To be sure, NVIDIA (NVDA) is facing strong competition from chip giant Intel (INTC), which is moving aggressively in the AI (artificial intelligence) space through various acquisitions and organic growth efforts.
But Susquehanna Financial Group analyst Chris Rolland pointed to another vein of competition arising from other accelerators like ASICs (application-specific integrated circuits) and FPGAs (field-programmable gate arrays). Rolland stated that ASICs could lead the AI space in the long-term because they can be customized for specific workloads and deliver better performances than GPUs. Bitcoin miners have already switched from GPUs to ASICs, as the calculations become harder and need higher processing power to solve these complex problems.
Rolland also noted that ASIC suppliers like Broadcom (AVGO), Marvell Technology Group (MRVL), and Microsemi (MSCC) could witness stronger growth in 2018. Rolland acknowledged that NVIDIA will likely continue to be a key player in the AI space, but its market share might not be as high as it is today.
At the Credit Suisse Technology, Media, and Telecom Conference, NVIDIA’s chief financial officer, Colette Kress, responded to analyst concerns regarding the emergence of other accelerators such as FPGAs and ASICs.

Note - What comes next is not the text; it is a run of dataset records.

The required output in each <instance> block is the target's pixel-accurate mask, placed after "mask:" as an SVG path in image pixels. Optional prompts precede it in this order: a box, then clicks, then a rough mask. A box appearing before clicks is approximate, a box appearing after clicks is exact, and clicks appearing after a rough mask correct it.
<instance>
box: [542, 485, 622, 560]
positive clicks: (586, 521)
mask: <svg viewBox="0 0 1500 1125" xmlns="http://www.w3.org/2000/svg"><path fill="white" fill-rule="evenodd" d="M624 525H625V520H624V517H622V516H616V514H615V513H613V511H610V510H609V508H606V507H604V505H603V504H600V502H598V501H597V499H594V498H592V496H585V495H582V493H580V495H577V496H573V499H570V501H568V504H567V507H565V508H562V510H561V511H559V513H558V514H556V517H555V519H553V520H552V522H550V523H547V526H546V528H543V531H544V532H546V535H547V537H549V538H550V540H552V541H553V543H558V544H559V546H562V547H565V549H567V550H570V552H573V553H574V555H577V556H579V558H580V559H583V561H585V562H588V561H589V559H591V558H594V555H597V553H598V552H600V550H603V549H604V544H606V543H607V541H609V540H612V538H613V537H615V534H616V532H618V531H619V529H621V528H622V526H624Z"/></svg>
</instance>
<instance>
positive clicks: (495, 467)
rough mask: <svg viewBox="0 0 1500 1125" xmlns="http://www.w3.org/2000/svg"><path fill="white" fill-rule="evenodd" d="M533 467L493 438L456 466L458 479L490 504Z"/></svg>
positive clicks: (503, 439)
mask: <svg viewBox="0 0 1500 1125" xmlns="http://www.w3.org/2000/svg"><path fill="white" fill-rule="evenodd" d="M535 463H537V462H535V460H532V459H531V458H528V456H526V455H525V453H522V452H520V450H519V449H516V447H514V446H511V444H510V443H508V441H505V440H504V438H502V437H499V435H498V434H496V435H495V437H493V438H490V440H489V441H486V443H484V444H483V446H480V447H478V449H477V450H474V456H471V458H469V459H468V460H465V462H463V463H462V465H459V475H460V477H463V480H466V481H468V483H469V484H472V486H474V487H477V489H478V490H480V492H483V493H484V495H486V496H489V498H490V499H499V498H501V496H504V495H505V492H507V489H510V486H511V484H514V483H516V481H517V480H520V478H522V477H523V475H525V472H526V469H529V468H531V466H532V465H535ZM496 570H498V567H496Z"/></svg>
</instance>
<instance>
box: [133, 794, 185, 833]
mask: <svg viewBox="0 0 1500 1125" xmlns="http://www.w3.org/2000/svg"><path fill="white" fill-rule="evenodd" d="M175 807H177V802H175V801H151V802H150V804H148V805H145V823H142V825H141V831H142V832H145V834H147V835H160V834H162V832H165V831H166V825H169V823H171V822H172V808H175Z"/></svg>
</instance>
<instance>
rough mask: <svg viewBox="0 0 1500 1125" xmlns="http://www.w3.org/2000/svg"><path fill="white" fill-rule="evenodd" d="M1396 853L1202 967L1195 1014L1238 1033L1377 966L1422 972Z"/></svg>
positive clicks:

Kress noted that FPGAs are programmable chip designs that have the flexibility to become any chip. This feature gives it an advantage in specific workloads, but NVIDIA’s GP-GPUs (general-purpose graphics processing units) have the advantage of a CUDA programming environment.
Kress also stressed that NVIDIA has spent more than ten years developing a CUDA API (application-programming interface). Around 5,000 engineers work on CUDA API developing several libraries, solvers, compilers, graph analytics, cloud platforms, and virtualization stacks. For this reason, writing software has become easier, making GPUs easier than FPGAs and ASICs to use.
Kress also noted that CUDA makes the GPU architecture useful to everyone. CUDA is also optimized across all of NVIDIA’s GPUs and AI frameworks. This makes it easier for users to upgrade their GPUs without much effort and shows that while other accelerators are better performers in specific applications, NVIDIA is good in general-purpose applications. This will likely be the strategy it intends to use to gain a dominant share in the AI space.